Throwing this-that-and-the other thing into a pot can yield a tasty dinner - if you know what you're doing. I know what I'm talking about. I really enjoy cooking. But more so, I enjoy opening the fridge and perusing the leftovers therein.
(We don't throw food out. First, and foremost, there are too many people who lack sufficient food. Some are actually starving; some don't get sufficiently diversified calories that provide the sort of nutrition that supports or advances overall physical and mental health. So unless we can give our leftovers to such folks - typically impossible - we make sure we don't waste such leftovers. At the very least, we use those calories in a responsible manner. And that would be to keep us hale and hearty. Only be being such can we possibly help others who have less than we have.)
Deep breath.
Oh, right, we were talking about financial stuff, not food. OK.
So by "dwell" we're talking "think." And real thinking requires some degree of dwelling, doesn't it? Sure does. Thinking isn't stuff that flies through your brain that you spit out. That's mostly superficial stuff that's frequently inconsequential even as it makes you look like you've got a really cool, quick brain.
Cool and quick doesn't result in much of any import. It just adds to the noise that surrounds us all the time, and there's already too much of that.
So now let's dwell, er, think deeply, about the possible end of that aging (dead?) Bull that started around 1980-82.
First, this requires us to see that there was this long and BIG trend of around 40 years. Sure, there were bulls and bears throughout. And these were pretty powerful. So we've got to consider this but step back look at the bigger picture.
If this Big Trend is over, that means, perhaps (and maybe logically) another Big Trend has begun. Does it also mean that Big Trend will be a Bear.

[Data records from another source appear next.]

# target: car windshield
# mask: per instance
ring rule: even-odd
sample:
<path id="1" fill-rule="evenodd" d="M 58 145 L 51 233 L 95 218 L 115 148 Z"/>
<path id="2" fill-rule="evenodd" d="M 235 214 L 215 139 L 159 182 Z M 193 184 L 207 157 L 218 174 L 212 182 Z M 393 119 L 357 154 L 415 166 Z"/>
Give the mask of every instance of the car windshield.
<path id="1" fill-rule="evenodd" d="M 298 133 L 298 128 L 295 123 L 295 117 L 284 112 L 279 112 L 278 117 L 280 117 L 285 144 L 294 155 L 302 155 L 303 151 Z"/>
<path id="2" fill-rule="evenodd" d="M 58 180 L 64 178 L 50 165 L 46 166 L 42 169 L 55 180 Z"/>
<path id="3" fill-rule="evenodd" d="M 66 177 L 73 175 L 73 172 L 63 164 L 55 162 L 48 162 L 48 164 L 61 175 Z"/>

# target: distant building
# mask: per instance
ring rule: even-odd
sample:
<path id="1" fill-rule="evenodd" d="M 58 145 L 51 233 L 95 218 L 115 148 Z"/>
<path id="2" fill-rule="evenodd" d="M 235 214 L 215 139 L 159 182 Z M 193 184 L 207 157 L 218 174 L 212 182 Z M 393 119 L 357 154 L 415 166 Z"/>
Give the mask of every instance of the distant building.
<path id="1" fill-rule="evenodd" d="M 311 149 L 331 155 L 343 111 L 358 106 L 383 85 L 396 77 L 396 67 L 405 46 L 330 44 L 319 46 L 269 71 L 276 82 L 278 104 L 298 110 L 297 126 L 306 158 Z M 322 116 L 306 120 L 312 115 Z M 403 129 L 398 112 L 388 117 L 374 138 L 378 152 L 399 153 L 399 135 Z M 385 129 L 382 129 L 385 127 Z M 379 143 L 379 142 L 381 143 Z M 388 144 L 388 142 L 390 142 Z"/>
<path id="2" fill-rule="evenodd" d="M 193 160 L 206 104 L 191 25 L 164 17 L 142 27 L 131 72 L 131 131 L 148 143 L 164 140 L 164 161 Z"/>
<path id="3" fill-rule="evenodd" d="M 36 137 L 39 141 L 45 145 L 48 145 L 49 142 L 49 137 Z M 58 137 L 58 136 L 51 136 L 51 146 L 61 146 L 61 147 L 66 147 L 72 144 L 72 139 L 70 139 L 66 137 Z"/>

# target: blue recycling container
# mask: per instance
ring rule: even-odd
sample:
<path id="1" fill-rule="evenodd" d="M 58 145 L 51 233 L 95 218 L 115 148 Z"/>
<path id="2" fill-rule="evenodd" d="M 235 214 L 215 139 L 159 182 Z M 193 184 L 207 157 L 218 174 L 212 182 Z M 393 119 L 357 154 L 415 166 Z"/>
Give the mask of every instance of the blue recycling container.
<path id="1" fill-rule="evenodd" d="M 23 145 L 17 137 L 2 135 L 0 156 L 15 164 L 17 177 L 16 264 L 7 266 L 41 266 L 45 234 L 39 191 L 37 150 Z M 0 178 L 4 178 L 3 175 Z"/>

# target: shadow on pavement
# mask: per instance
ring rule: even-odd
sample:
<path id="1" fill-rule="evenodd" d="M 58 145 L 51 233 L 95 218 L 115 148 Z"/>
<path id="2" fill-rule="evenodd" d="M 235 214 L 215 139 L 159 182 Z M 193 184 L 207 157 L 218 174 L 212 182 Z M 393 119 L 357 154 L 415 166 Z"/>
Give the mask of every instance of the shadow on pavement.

What? A 40-year Bear Market?!!
It kind of does. But before we all sell off all our stocks, and never buy another one for the net 40 years, consider this; There have been periods of decades where stocks - at the end of the period - did not provide a positive return. But folks could have made money nonetheless.
One quick, simple example. After the great crash of 1929 it wasn't until the 1950s that the Dow fully recovered. It wasn't 40 years, but it was more than 20. But had you bought blue chips that paid steady and increasing dividends, you could have seen consistent income of 6% +. Not bad.
Could we see similar opportunities appear if we're going into a Big Bear this go-round. Who knows? If so, it might make sense to grab some of these for our portfolios. Maybe.
But one thing we might conclude for sure: It's questionable whether the "buy-and-hold" and/or 60/40 portfolio thing will hold up as it did during the last 40 years. Indeed, the buy-and-hold mantra arose during this Big Bull. It wasn't always chanted by investors. So it's not necessarily the permanent fixture of investing that Wall Street has been hammering into our brains for decades.
Just see what happens if we get a nasty Bear assert itself in the coming months, maybe years. Neither buying nor holding will sound so sweet.